Tuesday, April 7, 2015 - 3:00pm

Ben Zhao
Professor, Computer Science, UCSB

Crowdsourcing provides a fast and easy way for those with challenging problems to get help from real human "workers" across the Internet.  The growing popularity of crowdsourced systems has a number of implications on the security and viability of today's online systems.  In this talk, I'll present some of our recent results across multiple projects that study the various benefits and downsides of crowdsourced systems.  First, I'll briefly describe some of our earlier work on using crowdsourced workers to detect fake user profiles in online social networks.
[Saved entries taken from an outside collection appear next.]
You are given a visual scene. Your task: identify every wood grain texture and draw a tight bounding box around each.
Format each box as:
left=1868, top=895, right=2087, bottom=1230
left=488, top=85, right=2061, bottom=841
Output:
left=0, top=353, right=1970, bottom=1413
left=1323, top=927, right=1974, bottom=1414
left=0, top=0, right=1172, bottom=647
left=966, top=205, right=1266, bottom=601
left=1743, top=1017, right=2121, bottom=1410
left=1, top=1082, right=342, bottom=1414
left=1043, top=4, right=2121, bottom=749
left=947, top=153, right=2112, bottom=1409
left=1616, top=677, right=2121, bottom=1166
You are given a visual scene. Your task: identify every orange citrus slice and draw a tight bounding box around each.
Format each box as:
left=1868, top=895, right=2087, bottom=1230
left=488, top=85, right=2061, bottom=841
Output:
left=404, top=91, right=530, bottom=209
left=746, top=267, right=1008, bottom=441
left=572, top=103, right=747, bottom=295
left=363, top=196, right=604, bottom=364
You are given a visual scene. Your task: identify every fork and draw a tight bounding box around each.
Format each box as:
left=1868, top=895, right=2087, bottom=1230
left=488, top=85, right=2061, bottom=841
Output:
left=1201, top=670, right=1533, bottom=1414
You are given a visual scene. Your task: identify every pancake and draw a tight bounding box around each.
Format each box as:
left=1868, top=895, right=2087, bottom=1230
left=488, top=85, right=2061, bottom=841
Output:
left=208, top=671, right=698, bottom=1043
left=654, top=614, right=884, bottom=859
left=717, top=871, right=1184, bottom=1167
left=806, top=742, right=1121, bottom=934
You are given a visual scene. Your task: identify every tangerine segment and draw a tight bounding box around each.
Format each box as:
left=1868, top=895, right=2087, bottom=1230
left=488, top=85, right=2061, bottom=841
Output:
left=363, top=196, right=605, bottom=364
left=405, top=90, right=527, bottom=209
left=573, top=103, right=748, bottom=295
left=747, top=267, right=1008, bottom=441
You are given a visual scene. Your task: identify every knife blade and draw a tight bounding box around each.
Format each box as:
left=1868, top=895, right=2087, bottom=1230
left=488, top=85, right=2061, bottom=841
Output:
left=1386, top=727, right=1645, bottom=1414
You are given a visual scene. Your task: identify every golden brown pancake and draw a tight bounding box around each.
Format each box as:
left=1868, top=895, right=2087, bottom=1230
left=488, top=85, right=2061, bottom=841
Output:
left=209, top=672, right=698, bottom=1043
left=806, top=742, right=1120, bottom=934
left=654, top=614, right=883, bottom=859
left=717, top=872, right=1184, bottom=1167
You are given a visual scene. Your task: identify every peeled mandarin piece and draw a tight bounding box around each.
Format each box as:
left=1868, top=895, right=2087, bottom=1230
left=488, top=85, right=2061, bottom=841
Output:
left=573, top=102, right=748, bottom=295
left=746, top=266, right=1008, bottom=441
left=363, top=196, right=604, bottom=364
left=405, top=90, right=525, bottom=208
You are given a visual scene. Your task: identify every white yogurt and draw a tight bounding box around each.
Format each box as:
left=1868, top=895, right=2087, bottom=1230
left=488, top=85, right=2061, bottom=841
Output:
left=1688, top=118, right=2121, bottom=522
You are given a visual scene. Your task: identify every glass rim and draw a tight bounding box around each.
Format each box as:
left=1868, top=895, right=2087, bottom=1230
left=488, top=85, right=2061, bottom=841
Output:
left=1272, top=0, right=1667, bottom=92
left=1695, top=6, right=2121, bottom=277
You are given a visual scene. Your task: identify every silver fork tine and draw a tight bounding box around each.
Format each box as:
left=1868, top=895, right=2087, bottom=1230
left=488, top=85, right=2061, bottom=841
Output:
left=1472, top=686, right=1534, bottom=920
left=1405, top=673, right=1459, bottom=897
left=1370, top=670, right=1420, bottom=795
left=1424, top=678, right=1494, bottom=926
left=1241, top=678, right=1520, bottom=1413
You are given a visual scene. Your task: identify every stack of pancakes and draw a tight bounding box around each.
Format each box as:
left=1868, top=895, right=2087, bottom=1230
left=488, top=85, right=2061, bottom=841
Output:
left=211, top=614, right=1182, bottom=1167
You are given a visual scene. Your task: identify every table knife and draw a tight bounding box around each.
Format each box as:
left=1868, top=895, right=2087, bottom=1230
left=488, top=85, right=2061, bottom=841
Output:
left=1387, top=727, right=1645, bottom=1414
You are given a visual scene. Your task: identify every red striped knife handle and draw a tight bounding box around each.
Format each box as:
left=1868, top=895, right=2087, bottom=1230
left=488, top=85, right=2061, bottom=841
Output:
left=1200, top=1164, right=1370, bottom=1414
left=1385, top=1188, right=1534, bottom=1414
We designed a novel crowdsourced Sybil detection system, and performed large user studies to quantify its benefits and performance properties.  Second, I'll discuss the growing challenge of malicious crowdsourcing (or Crowdturfing), its current status, and our efforts to understand the efficacy and limitations of crowdturf defenses using machine learning-based.  Finally, I'll present some early results of our upcoming paper on crowdsourced investments, where we analyze 8+ years of historical data on crowdsourced investment analysis sites.  We show that in extremely challenging fields like stock market analysis, while wisdom of the crowd does not help directly to produce good results, but it can be extremely valuable in distinguishing real experts from the rest.  Our system shows that by applying a very simple investment strategy based on mining crowdsourced investment sites, we can consistently and significantly outperform the stock market averages in each of the past 8+ years.